Ho visto rami di antipatari sui fondali di Stromboli, alla base della famosa sciara del fuoco sommersa e sulle pareti della dorsale della sciara, dove pochi sub son passati a dare un’occhiata reale. Le pareti della dorsale della sciara iniziano a precipitare nell’abisso a circa 60 m di profondià e li, dove per te c’è un confine netto, inizia un nuovo mondo, dove regna l’oscurità e la penombra, e spicca il chiarore dei rami degli antipatari. Qualcuno ha visto un ramo di antipatario presso l’isola della Formica (vedi http://www.mondomarino.net/

servizi/seanews.asp?p=496&view=dett), qualche altro ha recentemente segnalato la presenza di colonie fitte di antipatari in adriatico, alle Isole Tremiti (la segnalazione è del mio fraterno amico Paolo Fossati, vedi http://www.ecomatrix.it/Corallo%20Nero

%20(Antipathes%20subpinnata) e io stesso posso dire di aver visto personalmente delle belle e fitte colonie con ramificazioni gigantesche sulla secca di Atlantide, al largo di Favignana, nonché nel mare di San Vito Lo Capo, fuori la vecchia Tonnara del Secco, a partire dai 65 metri di profondità.
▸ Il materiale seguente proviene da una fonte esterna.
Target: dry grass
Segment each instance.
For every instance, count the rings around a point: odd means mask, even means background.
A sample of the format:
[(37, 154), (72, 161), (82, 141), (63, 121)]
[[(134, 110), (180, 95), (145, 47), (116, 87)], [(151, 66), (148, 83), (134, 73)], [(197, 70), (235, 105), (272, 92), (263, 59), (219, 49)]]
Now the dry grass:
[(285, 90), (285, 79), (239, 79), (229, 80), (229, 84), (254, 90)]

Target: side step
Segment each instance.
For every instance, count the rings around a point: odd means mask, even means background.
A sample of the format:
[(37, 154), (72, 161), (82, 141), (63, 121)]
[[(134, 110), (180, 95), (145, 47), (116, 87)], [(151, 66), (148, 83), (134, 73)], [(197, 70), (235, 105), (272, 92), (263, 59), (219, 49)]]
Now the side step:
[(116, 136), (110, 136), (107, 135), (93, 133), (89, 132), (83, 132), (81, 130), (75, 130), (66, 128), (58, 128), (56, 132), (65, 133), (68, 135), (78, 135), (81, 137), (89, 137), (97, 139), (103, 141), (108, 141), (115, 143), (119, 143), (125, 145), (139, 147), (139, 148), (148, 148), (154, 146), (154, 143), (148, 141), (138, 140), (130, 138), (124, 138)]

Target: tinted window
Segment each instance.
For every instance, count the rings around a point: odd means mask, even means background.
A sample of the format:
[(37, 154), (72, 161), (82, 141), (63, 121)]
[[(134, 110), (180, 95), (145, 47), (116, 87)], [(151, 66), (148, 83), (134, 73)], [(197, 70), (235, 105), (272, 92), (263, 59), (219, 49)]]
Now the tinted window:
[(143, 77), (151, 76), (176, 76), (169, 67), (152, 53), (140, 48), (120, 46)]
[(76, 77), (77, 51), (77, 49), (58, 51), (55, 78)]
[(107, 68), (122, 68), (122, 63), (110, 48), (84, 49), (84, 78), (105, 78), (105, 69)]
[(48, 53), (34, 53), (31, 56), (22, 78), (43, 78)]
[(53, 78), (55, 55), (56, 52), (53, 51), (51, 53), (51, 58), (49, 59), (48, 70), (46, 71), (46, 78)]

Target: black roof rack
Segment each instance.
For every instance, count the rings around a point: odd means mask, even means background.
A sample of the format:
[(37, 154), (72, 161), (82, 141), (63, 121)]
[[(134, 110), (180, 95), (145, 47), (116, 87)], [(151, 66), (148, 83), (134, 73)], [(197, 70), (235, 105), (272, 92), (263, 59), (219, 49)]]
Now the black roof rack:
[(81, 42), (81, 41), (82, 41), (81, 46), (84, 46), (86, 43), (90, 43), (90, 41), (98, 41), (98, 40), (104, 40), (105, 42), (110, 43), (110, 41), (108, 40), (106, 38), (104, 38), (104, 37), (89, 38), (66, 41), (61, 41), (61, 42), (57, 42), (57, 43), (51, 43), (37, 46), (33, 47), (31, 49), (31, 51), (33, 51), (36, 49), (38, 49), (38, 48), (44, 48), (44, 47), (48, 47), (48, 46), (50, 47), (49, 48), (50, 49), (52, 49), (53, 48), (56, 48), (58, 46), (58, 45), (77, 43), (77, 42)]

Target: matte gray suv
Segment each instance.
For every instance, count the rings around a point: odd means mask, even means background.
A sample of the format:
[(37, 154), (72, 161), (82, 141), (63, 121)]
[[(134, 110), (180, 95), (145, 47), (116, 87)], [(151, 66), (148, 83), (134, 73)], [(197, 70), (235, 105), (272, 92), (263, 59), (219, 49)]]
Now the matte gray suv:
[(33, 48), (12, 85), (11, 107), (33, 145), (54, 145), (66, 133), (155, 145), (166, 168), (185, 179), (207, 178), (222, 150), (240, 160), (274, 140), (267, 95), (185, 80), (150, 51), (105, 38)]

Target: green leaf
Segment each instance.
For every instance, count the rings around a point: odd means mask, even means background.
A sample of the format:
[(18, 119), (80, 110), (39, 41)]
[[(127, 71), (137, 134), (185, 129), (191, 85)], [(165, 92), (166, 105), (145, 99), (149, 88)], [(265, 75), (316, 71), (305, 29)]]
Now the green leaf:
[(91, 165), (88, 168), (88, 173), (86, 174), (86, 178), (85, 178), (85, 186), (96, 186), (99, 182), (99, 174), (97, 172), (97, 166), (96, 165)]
Quindi specie rara, ma non rarissima, con diverse altre segnalazioni per l’Adriatico. Comunque sia, la colonia di Scilla è certamente una colonia importante. Augurandoci che la segnalazione dell’Ispra possa portare a un qualche risultato concreto, tipo convogliare l’attenzione sul patrimonio immenso e sulla diversità biologica del mare di Scilla e dintorni, ci auguriamo ancora una volta che l’unico a beneficiare di tutto ciò sia alla fine il nostro povero mare, che deve assistere inerme a ciò che l’uomo continua indisturbato a “fare” nei suoi confronti.